M.P.: To był dopiero nasz trzeci mecz po powrocie z kwarantanny. Jesteśmy głodni gry i potrzebujemy maratonu spotkań, zresztą on się właśnie zaczyna. Od środy, w ciągu sześciu dni, rozegramy w Eurolidze trzy mecze. Z formą nie jest źle, ale kwarantanna wszystkim dała się we znaki, mimo, że większość z nas przechodziła zakażenie łagodnie. Przed powrotem do treningów wszyscy przeszli kompleksowe badania. U mnie płuca były i są czyste, serce bije jak dzwon i szybko wracam do formy. Na pewno jako drużyna potrzebujemy czasu, by grać tak, jak na początku sezonu.
Jak pan ocenia poziom europejskich rozgrywek w tej pandemicznej scenerii? Co jest największym problemem?
M. P.: Zdecydowanie to, że gramy w pustych halach. Przecież normalnie występujemy dla ludzi, z kibicami wygląda wszystko zupełnie inaczej… W tej sytuacji codziennie robione testy PCR, czy kłopoty z podróżami, szczególnie dla nas, bo Rosja jest zamknięta totalnie, jeśli chodzi o połączenia międzynarodowe, schodzą na drugi plan. Dziwne czasy nastały. Nic nie poradzimy.
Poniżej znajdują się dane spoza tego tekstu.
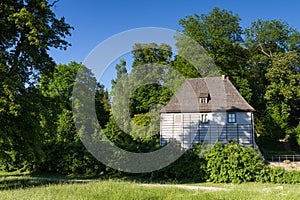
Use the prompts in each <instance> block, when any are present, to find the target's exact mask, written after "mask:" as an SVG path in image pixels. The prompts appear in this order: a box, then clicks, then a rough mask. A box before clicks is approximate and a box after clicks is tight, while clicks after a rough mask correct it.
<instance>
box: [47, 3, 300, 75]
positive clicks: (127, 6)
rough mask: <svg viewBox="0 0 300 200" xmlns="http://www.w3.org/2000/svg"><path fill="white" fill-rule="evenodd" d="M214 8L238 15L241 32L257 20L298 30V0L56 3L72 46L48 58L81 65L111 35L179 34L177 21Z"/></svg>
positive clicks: (56, 5) (59, 60)
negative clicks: (76, 61)
mask: <svg viewBox="0 0 300 200" xmlns="http://www.w3.org/2000/svg"><path fill="white" fill-rule="evenodd" d="M214 7H219V8H222V9H226V10H230V11H232V12H233V13H234V14H238V15H239V16H240V18H241V19H242V21H241V26H242V27H243V28H245V27H248V26H250V24H251V22H253V21H255V20H257V19H259V18H261V19H281V20H284V21H286V22H288V23H289V24H290V25H291V26H293V27H294V28H296V29H298V30H300V20H299V19H300V18H299V15H300V13H299V8H300V1H298V0H286V1H277V0H273V1H271V0H260V1H259V0H249V1H245V0H148V1H146V0H127V1H126V0H122V1H117V0H109V1H102V0H86V1H74V0H60V1H59V2H58V3H57V5H56V7H55V8H54V12H55V13H56V15H57V16H58V17H62V16H64V17H65V18H66V21H67V22H68V23H69V24H70V25H72V26H73V27H74V28H75V30H74V31H73V32H72V36H71V37H69V38H67V40H68V41H69V42H70V43H71V44H72V46H71V47H69V48H68V50H67V51H59V50H51V51H50V54H51V56H52V57H53V58H54V60H55V61H56V62H57V63H63V64H67V63H69V62H70V61H77V62H83V61H84V59H85V58H86V56H87V55H88V54H89V53H90V52H91V51H92V50H93V49H94V48H95V47H96V46H97V45H98V44H99V43H101V42H103V41H104V40H105V39H107V38H109V37H111V36H113V35H115V34H118V33H120V32H123V31H126V30H129V29H134V28H140V27H162V28H169V29H174V30H180V29H181V27H180V26H179V24H178V21H179V19H182V18H184V17H185V16H188V15H193V14H195V13H196V14H202V13H208V12H210V11H211V10H212V9H213V8H214ZM109 78H110V79H111V78H113V77H109Z"/></svg>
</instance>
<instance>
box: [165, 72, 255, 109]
mask: <svg viewBox="0 0 300 200" xmlns="http://www.w3.org/2000/svg"><path fill="white" fill-rule="evenodd" d="M205 97H207V98H208V102H207V103H201V102H200V101H199V99H200V98H205ZM211 111H255V110H254V108H253V107H251V106H250V105H249V104H248V103H247V101H246V100H245V99H244V98H243V97H242V96H241V95H240V93H239V92H238V91H237V89H236V88H235V87H234V86H233V84H232V83H231V82H230V81H229V79H227V78H226V79H223V78H222V77H221V76H220V77H207V78H192V79H187V80H186V81H185V82H184V83H183V84H182V85H181V87H180V88H179V90H178V91H177V93H176V94H175V95H174V96H173V98H172V99H171V100H170V101H169V103H168V104H167V105H166V106H165V107H164V108H163V109H162V110H161V112H168V113H170V112H177V113H180V112H211Z"/></svg>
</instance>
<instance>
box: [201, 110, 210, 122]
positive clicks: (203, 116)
mask: <svg viewBox="0 0 300 200" xmlns="http://www.w3.org/2000/svg"><path fill="white" fill-rule="evenodd" d="M200 122H201V124H208V122H209V119H208V114H205V113H203V114H201V116H200Z"/></svg>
Musimy być elastyczni i adaptować się do sytuacji.
W minionym sezonie miał pan kilka poważniejszych urazów i kontuzji. Jak się pan czuje fizycznie w obecnych rozgrywkach?
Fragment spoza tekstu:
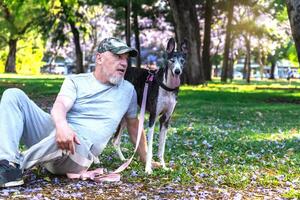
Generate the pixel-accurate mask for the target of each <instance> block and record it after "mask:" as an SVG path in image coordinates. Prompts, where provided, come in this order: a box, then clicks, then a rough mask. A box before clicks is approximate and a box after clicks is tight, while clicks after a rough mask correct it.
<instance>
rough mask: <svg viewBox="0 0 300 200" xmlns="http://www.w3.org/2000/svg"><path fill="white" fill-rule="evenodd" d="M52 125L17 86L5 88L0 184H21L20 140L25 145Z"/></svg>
mask: <svg viewBox="0 0 300 200" xmlns="http://www.w3.org/2000/svg"><path fill="white" fill-rule="evenodd" d="M53 129H54V125H53V122H52V120H51V117H50V115H49V114H47V113H45V112H44V111H42V110H41V109H40V108H39V107H38V106H37V105H36V104H34V103H33V102H32V101H31V100H30V99H29V98H28V97H27V95H26V94H25V93H24V92H23V91H21V90H20V89H8V90H6V91H5V92H4V93H3V95H2V99H1V103H0V137H1V140H2V144H1V145H0V160H1V162H0V186H14V185H20V184H21V182H22V181H21V175H22V174H21V171H20V170H19V169H18V168H17V166H18V165H19V164H20V154H19V150H18V148H19V142H20V139H21V138H22V140H23V142H24V144H25V145H26V146H27V147H30V146H32V145H34V144H35V143H37V142H39V141H40V140H42V139H43V138H45V137H46V136H47V135H48V134H49V133H50V131H51V130H53Z"/></svg>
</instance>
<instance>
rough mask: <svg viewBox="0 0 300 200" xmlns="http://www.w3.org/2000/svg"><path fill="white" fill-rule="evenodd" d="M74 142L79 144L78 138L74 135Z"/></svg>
mask: <svg viewBox="0 0 300 200" xmlns="http://www.w3.org/2000/svg"><path fill="white" fill-rule="evenodd" d="M74 142H75V143H76V144H80V140H79V139H78V137H77V136H76V135H75V136H74Z"/></svg>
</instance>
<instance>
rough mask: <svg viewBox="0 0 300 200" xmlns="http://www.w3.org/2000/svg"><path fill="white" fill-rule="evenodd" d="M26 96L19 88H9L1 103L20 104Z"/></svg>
mask: <svg viewBox="0 0 300 200" xmlns="http://www.w3.org/2000/svg"><path fill="white" fill-rule="evenodd" d="M24 97H26V94H25V93H24V92H23V91H22V90H21V89H19V88H9V89H7V90H5V91H4V92H3V95H2V99H1V103H3V102H18V101H19V100H21V99H24Z"/></svg>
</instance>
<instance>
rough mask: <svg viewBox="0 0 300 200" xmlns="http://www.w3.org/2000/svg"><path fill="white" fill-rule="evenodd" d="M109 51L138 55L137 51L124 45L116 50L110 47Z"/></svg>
mask: <svg viewBox="0 0 300 200" xmlns="http://www.w3.org/2000/svg"><path fill="white" fill-rule="evenodd" d="M111 52H113V53H114V54H124V53H128V54H129V56H130V57H136V56H137V55H138V51H137V50H136V49H134V48H130V47H124V48H123V49H119V48H118V50H114V49H112V50H111Z"/></svg>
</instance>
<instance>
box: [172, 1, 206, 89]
mask: <svg viewBox="0 0 300 200" xmlns="http://www.w3.org/2000/svg"><path fill="white" fill-rule="evenodd" d="M169 4H170V7H171V10H172V14H173V19H174V22H175V30H176V36H177V39H178V42H179V43H181V42H183V41H184V40H185V39H186V40H187V43H188V51H189V54H188V58H187V64H186V66H187V72H186V74H185V82H186V83H188V84H199V83H204V82H205V80H204V73H203V66H202V63H201V55H200V46H201V40H200V30H199V22H198V19H197V13H196V9H195V4H194V1H193V0H186V1H181V0H169Z"/></svg>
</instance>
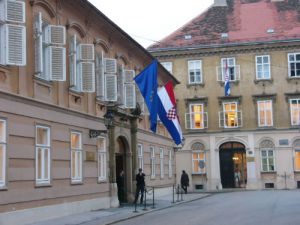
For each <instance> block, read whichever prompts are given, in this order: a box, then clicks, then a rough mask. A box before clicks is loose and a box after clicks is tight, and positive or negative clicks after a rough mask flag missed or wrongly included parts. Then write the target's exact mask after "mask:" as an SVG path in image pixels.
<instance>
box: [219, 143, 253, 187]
mask: <svg viewBox="0 0 300 225" xmlns="http://www.w3.org/2000/svg"><path fill="white" fill-rule="evenodd" d="M219 156H220V174H221V183H222V187H223V188H244V187H246V183H247V160H246V150H245V146H244V145H243V144H241V143H239V142H226V143H224V144H222V145H221V146H220V152H219Z"/></svg>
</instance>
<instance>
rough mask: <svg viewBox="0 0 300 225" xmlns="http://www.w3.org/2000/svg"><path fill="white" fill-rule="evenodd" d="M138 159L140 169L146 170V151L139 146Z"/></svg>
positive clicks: (137, 155) (141, 145)
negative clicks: (145, 159)
mask: <svg viewBox="0 0 300 225" xmlns="http://www.w3.org/2000/svg"><path fill="white" fill-rule="evenodd" d="M137 156H138V157H137V158H138V168H141V169H142V170H144V151H143V145H142V144H138V146H137Z"/></svg>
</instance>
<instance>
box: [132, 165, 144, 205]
mask: <svg viewBox="0 0 300 225" xmlns="http://www.w3.org/2000/svg"><path fill="white" fill-rule="evenodd" d="M135 180H136V192H135V199H134V204H136V203H137V200H138V198H139V193H140V192H141V199H140V203H141V204H143V199H144V191H145V174H144V173H143V170H142V169H141V168H139V172H138V174H137V175H136V176H135Z"/></svg>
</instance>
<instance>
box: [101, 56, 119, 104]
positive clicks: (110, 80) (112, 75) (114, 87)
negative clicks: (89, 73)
mask: <svg viewBox="0 0 300 225" xmlns="http://www.w3.org/2000/svg"><path fill="white" fill-rule="evenodd" d="M96 87H97V88H96V92H97V93H96V94H97V99H99V100H100V101H109V102H116V101H117V100H118V93H117V60H116V59H111V58H104V55H103V53H102V54H96Z"/></svg>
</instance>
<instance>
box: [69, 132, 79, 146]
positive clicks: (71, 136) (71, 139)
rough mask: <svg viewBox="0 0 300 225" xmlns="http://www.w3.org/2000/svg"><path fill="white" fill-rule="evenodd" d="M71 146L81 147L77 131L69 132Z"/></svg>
mask: <svg viewBox="0 0 300 225" xmlns="http://www.w3.org/2000/svg"><path fill="white" fill-rule="evenodd" d="M71 148H72V149H81V135H80V134H79V133H72V134H71Z"/></svg>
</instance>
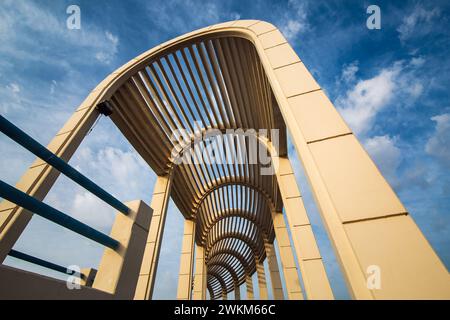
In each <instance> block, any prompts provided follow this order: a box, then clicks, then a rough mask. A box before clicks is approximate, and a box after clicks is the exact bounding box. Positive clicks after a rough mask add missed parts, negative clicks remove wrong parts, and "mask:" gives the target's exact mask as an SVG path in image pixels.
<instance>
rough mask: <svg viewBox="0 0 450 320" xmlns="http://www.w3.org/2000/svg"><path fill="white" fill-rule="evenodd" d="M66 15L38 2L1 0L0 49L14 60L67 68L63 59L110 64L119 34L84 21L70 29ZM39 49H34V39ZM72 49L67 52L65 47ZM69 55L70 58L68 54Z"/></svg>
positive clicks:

M.P. Wszystko jest OK. Przepracowałem mocno covidowy czas i przygotowania przed sezonem. Poza tym mamy inny zespół i każdy inaczej w nim funkcjonuje. To wszystko pomaga w budowaniu i utrzymaniu fizycznej formy. Mam nadzieję, że limit kontuzji i nieszczęśliwych wypadków (m.in. wstrząs mózgu po faulu rywala - red.) wyczerpałem w minionym sezonie.